Scientific classification
- Kingdom: Animalia
- Phylum: Mollusca
- Class: Gastropoda
- Subclass: Caenogastropoda
- Order: Neogastropoda
- Superfamily: Conoidea
- Family: Pseudomelatomidae
- Genus: Otitoma
- Species: O. lirata
- Binomial name: Otitoma lirata (Reeve, 1845)
- Synonyms: Daphnella lirata (Reeve, 1845); Lophiotoma cerithiformis Powell, A.W.B., 1964; Pleurotoma lirata Reeve, 1845 (basionym);

= Otitoma lirata =

- Authority: (Reeve, 1845)
- Synonyms: Daphnella lirata (Reeve, 1845), Lophiotoma cerithiformis Powell, A.W.B., 1964, Pleurotoma lirata Reeve, 1845 (basionym)

Species of gastropod

Otitoma lirata is a species of sea snail, a marine gastropod mollusk in the family Pseudomelatomidae, the turrids and allies.

==Description==
The length of the shell attains 35 mm, its diameter 12 mm.

The fusiform shell is turreted and keeled all over.
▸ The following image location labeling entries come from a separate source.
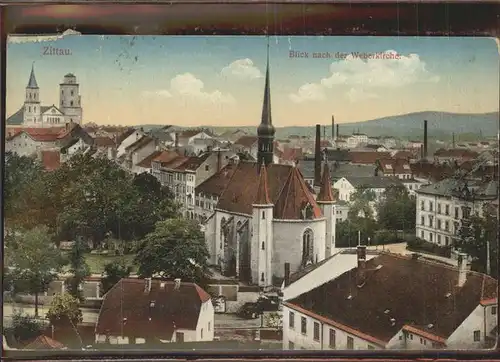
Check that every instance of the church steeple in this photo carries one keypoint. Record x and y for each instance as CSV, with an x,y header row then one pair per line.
x,y
32,84
266,130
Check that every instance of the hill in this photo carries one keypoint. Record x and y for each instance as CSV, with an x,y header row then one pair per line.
x,y
440,125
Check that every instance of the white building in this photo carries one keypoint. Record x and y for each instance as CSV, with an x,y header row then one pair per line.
x,y
33,114
393,302
138,311
442,206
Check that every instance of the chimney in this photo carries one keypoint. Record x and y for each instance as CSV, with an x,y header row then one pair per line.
x,y
462,269
333,127
317,157
147,286
361,254
287,274
425,139
219,160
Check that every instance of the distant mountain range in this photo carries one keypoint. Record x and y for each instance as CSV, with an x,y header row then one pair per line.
x,y
440,125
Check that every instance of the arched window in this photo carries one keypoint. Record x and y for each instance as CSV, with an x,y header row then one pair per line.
x,y
307,246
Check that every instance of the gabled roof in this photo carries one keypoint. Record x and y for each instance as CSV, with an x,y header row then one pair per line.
x,y
127,308
287,190
51,160
146,163
246,141
411,292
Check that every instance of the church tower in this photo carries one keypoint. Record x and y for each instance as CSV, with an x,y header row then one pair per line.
x,y
266,130
70,99
32,110
261,249
326,202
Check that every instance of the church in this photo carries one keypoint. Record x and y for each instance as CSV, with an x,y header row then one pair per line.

The keels are nearly of the same size, and almost equidistant. The keel on the middle of the whorls is slightly the largest. The intermediate superfices are concave. The interstices between the keels are finely striate longitudinally. The sinus is deep. The siphonal canal is short. The color of the shell is white, the keels are spotted with reddish brown.

==Distribution==
This species occurs in the Pacific Ocean off Hawaii, United States; also off the Philippines.